Sequences of Alterations in Inflammation and Autophagy Processes in Rd1 Mice

Simple Summary In this work, we have demonstrated alterations in microglia and macroautophagy in rd1 mice (one retinitis pigmentosa (RP) model) at the first stages of the disease (when the rods are dying). When there are almost no rods, and the cones are dying, chaperone-mediated autophagy alterations (CMA) are found in RP retinas. Based on our results, it would be reasonable to conclude that inflammation and macroautophagy processes could be possible alternatives in the treatment of RP, in the initial stages. In this phase, cones, which are mainly responsible for human vision, have not yet degenerated, thus allowing a very high quality of life for patients if retinal degeneration can be stopped or slowed down in this phase.

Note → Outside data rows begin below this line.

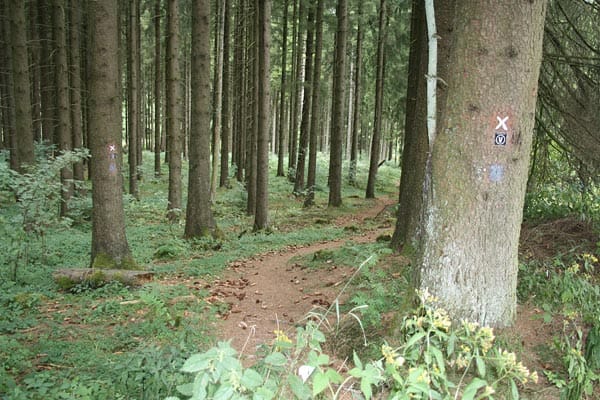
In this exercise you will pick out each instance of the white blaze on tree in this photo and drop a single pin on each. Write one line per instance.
(479, 160)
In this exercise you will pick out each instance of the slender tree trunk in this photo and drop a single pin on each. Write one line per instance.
(376, 139)
(281, 130)
(414, 153)
(315, 114)
(76, 102)
(479, 161)
(337, 107)
(35, 72)
(8, 101)
(296, 91)
(226, 104)
(252, 109)
(217, 98)
(157, 87)
(109, 244)
(306, 103)
(261, 220)
(20, 72)
(357, 98)
(174, 110)
(47, 93)
(199, 218)
(133, 88)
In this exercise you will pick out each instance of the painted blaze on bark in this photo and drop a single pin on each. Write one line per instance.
(480, 159)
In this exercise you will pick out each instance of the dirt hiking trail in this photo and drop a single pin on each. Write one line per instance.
(269, 292)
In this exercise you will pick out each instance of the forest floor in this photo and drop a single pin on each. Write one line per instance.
(273, 292)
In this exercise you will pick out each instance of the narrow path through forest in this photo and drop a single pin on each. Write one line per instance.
(269, 292)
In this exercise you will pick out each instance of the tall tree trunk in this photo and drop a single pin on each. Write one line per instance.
(337, 107)
(226, 104)
(109, 243)
(296, 90)
(357, 98)
(157, 87)
(261, 220)
(174, 110)
(479, 160)
(414, 152)
(20, 71)
(133, 88)
(47, 92)
(240, 87)
(306, 103)
(76, 102)
(217, 98)
(252, 109)
(8, 101)
(35, 72)
(376, 139)
(199, 218)
(315, 114)
(281, 129)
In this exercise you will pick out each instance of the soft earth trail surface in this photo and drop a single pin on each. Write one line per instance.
(269, 292)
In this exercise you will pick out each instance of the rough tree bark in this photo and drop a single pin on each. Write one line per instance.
(261, 217)
(174, 110)
(480, 158)
(110, 249)
(199, 218)
(337, 108)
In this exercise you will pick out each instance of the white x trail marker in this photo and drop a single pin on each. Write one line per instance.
(502, 123)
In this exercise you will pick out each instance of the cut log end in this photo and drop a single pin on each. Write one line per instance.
(70, 277)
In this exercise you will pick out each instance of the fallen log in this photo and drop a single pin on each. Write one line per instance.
(69, 277)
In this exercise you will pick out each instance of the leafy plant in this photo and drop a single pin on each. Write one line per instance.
(37, 193)
(577, 380)
(433, 361)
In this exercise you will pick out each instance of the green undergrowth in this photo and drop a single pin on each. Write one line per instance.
(119, 342)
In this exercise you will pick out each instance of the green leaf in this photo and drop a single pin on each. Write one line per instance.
(365, 387)
(251, 379)
(513, 390)
(196, 363)
(480, 366)
(472, 388)
(357, 361)
(225, 392)
(276, 359)
(186, 389)
(300, 390)
(439, 358)
(333, 376)
(414, 339)
(320, 383)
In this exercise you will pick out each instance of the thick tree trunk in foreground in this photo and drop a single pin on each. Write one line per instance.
(480, 159)
(199, 218)
(109, 243)
(261, 220)
(376, 139)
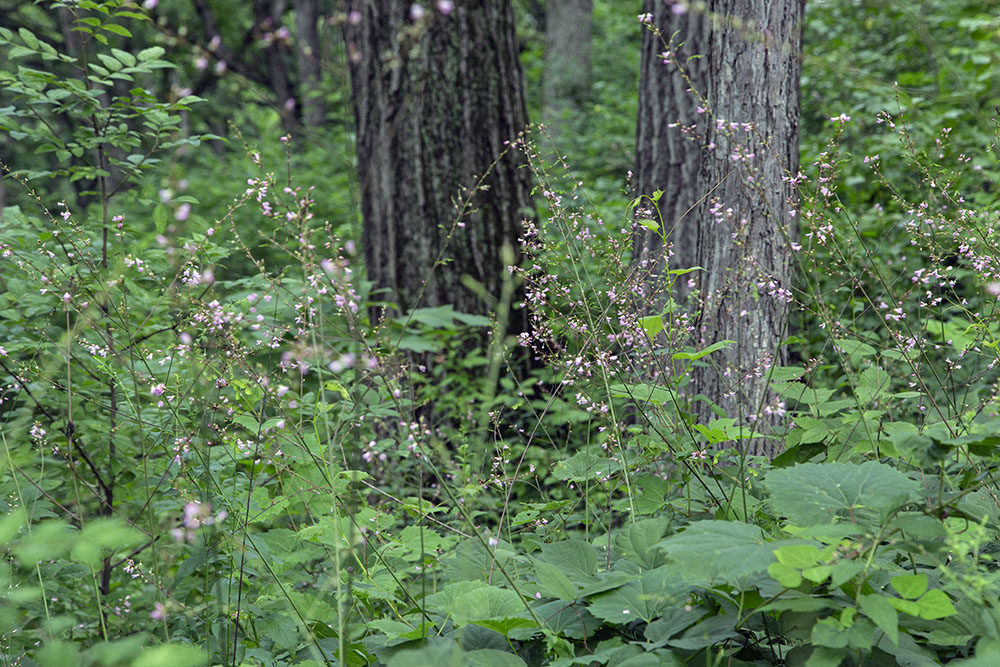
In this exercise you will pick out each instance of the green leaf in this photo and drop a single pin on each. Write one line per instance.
(124, 57)
(906, 606)
(152, 53)
(694, 356)
(817, 574)
(486, 603)
(574, 557)
(28, 38)
(652, 325)
(644, 599)
(885, 616)
(785, 575)
(714, 552)
(910, 586)
(491, 657)
(935, 604)
(116, 29)
(171, 655)
(282, 629)
(872, 384)
(553, 583)
(584, 466)
(798, 555)
(638, 542)
(812, 493)
(828, 632)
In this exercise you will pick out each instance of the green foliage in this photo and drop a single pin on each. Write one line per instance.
(213, 454)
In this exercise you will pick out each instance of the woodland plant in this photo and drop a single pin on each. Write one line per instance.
(214, 454)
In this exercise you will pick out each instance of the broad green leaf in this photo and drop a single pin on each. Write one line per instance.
(574, 557)
(712, 631)
(873, 383)
(652, 325)
(638, 542)
(935, 604)
(282, 629)
(817, 574)
(787, 576)
(171, 655)
(116, 29)
(828, 632)
(798, 555)
(29, 38)
(785, 373)
(491, 657)
(485, 603)
(672, 621)
(906, 606)
(885, 616)
(152, 53)
(553, 583)
(812, 493)
(644, 599)
(584, 466)
(716, 552)
(910, 586)
(694, 356)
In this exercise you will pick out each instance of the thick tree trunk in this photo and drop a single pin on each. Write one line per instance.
(308, 56)
(437, 97)
(567, 55)
(727, 195)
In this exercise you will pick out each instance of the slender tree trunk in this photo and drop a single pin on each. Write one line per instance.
(308, 56)
(567, 56)
(727, 194)
(437, 97)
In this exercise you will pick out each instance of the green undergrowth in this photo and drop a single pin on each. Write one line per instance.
(216, 451)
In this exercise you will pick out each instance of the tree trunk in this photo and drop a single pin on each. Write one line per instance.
(437, 97)
(308, 56)
(726, 193)
(567, 56)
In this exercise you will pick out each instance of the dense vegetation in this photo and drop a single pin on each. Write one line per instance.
(213, 453)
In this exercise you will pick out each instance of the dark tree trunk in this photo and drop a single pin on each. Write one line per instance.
(567, 55)
(308, 55)
(748, 73)
(437, 98)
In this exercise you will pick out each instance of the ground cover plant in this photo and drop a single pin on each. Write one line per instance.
(217, 452)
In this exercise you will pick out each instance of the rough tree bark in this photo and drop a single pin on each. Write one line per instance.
(567, 55)
(309, 61)
(436, 99)
(748, 73)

On the other hand, CMA would constitute a possible therapeutic target later, when cones are degenerating.Abstract (1) Background: the aim of this work was to study microglia and autophagy alterations in a one retinitis pigmentosa (RP) model at different stages of the disease (when rods are dying and later, when there are almost no rods, and cones are the cells that die. (2) Methods: rd1 mice were used and retinas obtained at postnatal days (PN) 11, 17, 28, 35, and 42. Iba1 (ionized calcium-binding adapter molecule 1) was the protein selected to study microglial changes. The macroautophagy markers Beclin-1, Atg5, Atg7, microtubule-associated protein light chain 3 (LC3), and lysosomal-associated membrane protein 2 (LAMP2) (involved in chaperone-mediated autophagy (CMA)) were determined. (3) Results: the expression of Iba1 was increased in rd1 retinas compared to the control group at PN17 (after the period of maximum rod death), PN28 (at the beginning of the period of cone death), and PN42. The number of activated (ameboid) microglial cells increased in the early ages of the retinal degeneration and the deactivated forms (branched cells) in more advanced ages. The macroautophagy markers Atg5 at PN11, Atg7 and LC3II at PN17, and Atg7 again at PN28 were decreased in rd1 retinas. At PN35 and PN42, the results reveal alterations in LAMP2A, a marker of CMA in the retina of rd1 mice. (4) Conclusions: we can conclude that during the early phases of retinal degeneration in the rd1 mouse, there is an alteration in microglia and a decrease in the macroautophagy cycle. Subsequently, the CMA is decreased and later on appears activated as a compensatory mechanism.

Automated summary

This study demonstrates alterations in microglia and macroautophagy in an RP mouse model during the early stages of the disease. It suggests that inflammation and macroautophagy processes could be potential treatment alternatives for RP, while chaperone-mediated autophagy could be a therapeutic target in later stages. These findings provide important insights into the pathogenesis of RP and the development of treatment strategies.